Without sufficient irrigation the weed seeds will dry out and your germination rate will drop.

If you want to try and recreate the conditions of dormant seeding keep the seed in a freezer in an airtight container, cut your lawn very short, apply your seed, roll it with a lawn roller, cover with a 1/4" layer of compost and roll again. I haven't tried this exact technique but I did something similar once involving freezing the seed and then let it sit in a can with moist used coffee grounds so it can start the germination process. I used this to patch a damaged section.

No idea how much rain you get and even meteorologists have trouble predicting... all I can say is try and plan to water as frequently as you can. At least two times a day is recommended. The compost will help keep the seed moist but will eventually dry out.

I don't have a sprinkler system but I picked up some components including a sprinkler timer that attaches to the outdoor hose bib (link to my site with opinions on products I bought and looked into) that I used when overseeding. They work well, are cheap and you can remove them when you're done. Your water flow and pressure will determine how many heads can run at once. There are timers that have multiple zones to be able to operate multiple heads.

You said it's your home and not an investment property so it shouldn't be too hard to water it. There are all sorts of hose end sprinklers you can use. I started out with impact sprinklers but they were too noisy. I figured out I could replace the spike base impact sprinklers with rotor sprinklers that are quieter (link to my instructions and video) and provide similar precipitation. I run my sprinklers early in the morning and didn't want to annoy the neighbors.

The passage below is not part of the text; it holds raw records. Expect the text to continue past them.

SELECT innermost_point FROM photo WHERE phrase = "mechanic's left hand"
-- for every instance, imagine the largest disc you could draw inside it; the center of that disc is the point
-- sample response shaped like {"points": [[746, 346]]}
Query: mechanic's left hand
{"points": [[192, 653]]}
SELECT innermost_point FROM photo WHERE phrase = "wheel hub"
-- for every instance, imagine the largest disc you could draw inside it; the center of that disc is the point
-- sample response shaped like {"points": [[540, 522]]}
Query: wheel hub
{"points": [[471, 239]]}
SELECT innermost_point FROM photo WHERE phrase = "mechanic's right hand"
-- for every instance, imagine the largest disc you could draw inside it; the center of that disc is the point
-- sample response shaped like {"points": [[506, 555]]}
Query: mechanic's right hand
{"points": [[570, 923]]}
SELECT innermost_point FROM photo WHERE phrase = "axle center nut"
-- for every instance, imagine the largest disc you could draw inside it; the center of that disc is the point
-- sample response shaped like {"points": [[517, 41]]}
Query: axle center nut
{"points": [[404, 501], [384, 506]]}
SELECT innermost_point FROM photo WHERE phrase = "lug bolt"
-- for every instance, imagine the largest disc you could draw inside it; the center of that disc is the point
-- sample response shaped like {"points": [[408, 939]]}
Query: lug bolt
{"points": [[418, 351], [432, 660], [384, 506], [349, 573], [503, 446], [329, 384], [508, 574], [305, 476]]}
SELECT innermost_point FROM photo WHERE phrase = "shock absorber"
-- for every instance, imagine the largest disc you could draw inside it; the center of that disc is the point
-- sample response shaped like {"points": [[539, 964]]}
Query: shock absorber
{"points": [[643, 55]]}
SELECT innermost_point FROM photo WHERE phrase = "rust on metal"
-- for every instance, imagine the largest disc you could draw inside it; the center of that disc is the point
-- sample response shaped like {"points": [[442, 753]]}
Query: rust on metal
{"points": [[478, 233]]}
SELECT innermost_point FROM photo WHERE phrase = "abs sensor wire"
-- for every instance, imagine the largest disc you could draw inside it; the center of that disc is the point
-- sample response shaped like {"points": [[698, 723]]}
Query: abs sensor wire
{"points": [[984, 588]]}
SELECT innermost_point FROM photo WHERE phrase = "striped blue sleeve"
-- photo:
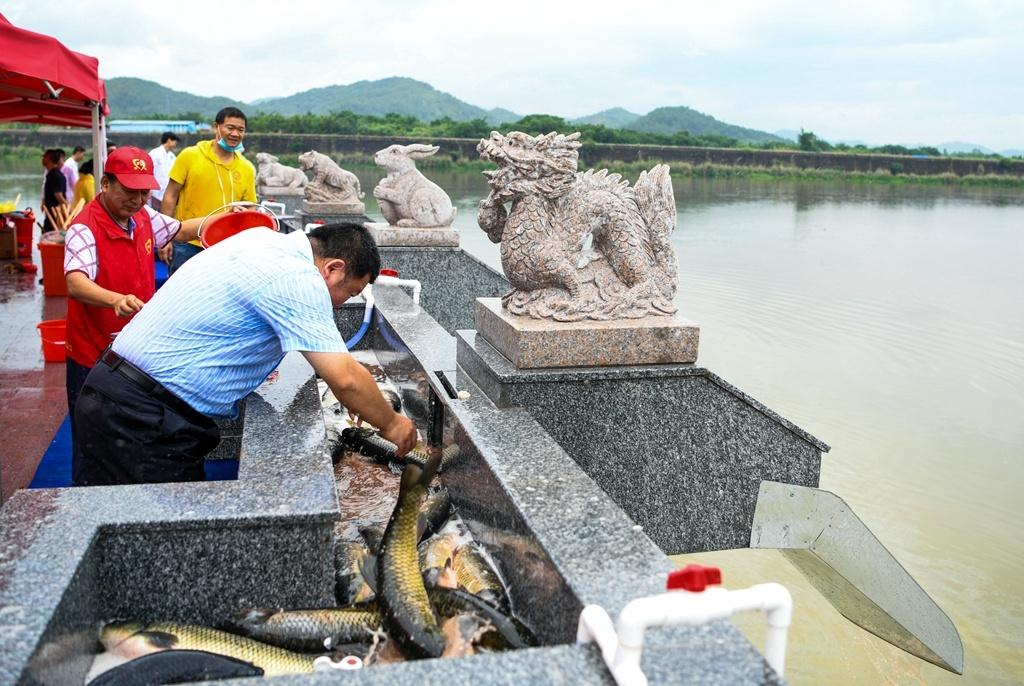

If you're killing the lawn you can also add a covering of straw to help retain moisture.

Clover in the lawn usually indicates low nitrogen. Send a sample of your soil to your local university cooperative extension office to check pH and fertility, doing an organic matter test would be good too. It's a small fee but will help you improve your soil which will take care of a lot of problems. The test results should tell you exactly what you need to do in terms of dealing with the pH and fertilizing.